📄
Abstract - Can Current Agents Close the Discovery-to-Application Gap? A Case Study in Minecraft
Discovering causal regularities and applying them to build functional systems--the discovery-to-application loop--is a hallmark of general intelligence, yet evaluating this capacity has been hindered by the vast complexity gap between scientific discovery and real-world engineering. We introduce SciCrafter, a Minecraft-based benchmark that operationalizes this loop through parameterized redstone circuit tasks. Agents must ignite lamps in specified patterns (e.g., simultaneously or in timed sequences); scaling target parameters substantially increases construction complexity and required knowledge, forcing genuine discovery rather than reliance on memorized solutions. Evaluating frontier models including GPT-5.2, Gemini-3-Pro, and Claude-Opus-4.5 under a general-purpose code agent scaffold, we find that all plateau at approximately 26% success rate. To diagnose these failures, we decompose the loop into four capacities--knowledge gap identification, experimental discovery, knowledge consolidation, and knowledge application--and design targeted interventions whose marginal contributions serve as proxies for corresponding gaps.
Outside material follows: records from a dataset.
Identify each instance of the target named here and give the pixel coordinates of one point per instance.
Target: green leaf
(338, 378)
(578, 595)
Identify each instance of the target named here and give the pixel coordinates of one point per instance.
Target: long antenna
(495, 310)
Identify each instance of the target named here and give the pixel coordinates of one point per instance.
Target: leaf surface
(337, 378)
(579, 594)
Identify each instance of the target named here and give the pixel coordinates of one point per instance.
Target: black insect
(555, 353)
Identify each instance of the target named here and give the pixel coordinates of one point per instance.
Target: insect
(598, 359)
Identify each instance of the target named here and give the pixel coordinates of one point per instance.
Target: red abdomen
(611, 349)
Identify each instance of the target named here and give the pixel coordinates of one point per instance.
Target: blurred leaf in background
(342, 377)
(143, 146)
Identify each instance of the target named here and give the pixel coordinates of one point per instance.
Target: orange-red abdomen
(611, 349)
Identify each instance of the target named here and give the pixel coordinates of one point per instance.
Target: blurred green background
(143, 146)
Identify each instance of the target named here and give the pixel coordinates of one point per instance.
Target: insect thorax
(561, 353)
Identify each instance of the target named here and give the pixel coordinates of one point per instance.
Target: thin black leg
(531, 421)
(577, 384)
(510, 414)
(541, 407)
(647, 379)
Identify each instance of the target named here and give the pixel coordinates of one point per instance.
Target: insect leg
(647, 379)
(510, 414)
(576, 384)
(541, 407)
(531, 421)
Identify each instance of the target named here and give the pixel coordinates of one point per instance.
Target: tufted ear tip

Our analysis reveals that although the general knowledge application capability still remains as the biggest gap across all models, for frontier models the knowledge gap identification starts to become a major hurdle--indicating the bottleneck is shifting from solving problems right to raising the right problems for current AI. We release SciCrafter as a diagnostic probe for future research on AI systems that navigate the full discovery-to-application loop.
当前智能体能否弥合从发现到应用的鸿沟?以《我的世界》为案例的研究 /
Can Current Agents Close the Discovery-to-Application Gap? A Case Study in Minecraft
1️⃣ 一句话总结
本文通过在《我的世界》游戏中设计一系列需要自主发现规律并应用来点亮指定红石灯的任务,评测了GPT-5.2等前沿AI模型,发现它们仅能达到约26%的成功率,且模型的主要瓶颈正从“如何正确解决问题”转向“如何提出正确的问题”,即识别知识缺口的能力成为新的关键挑战。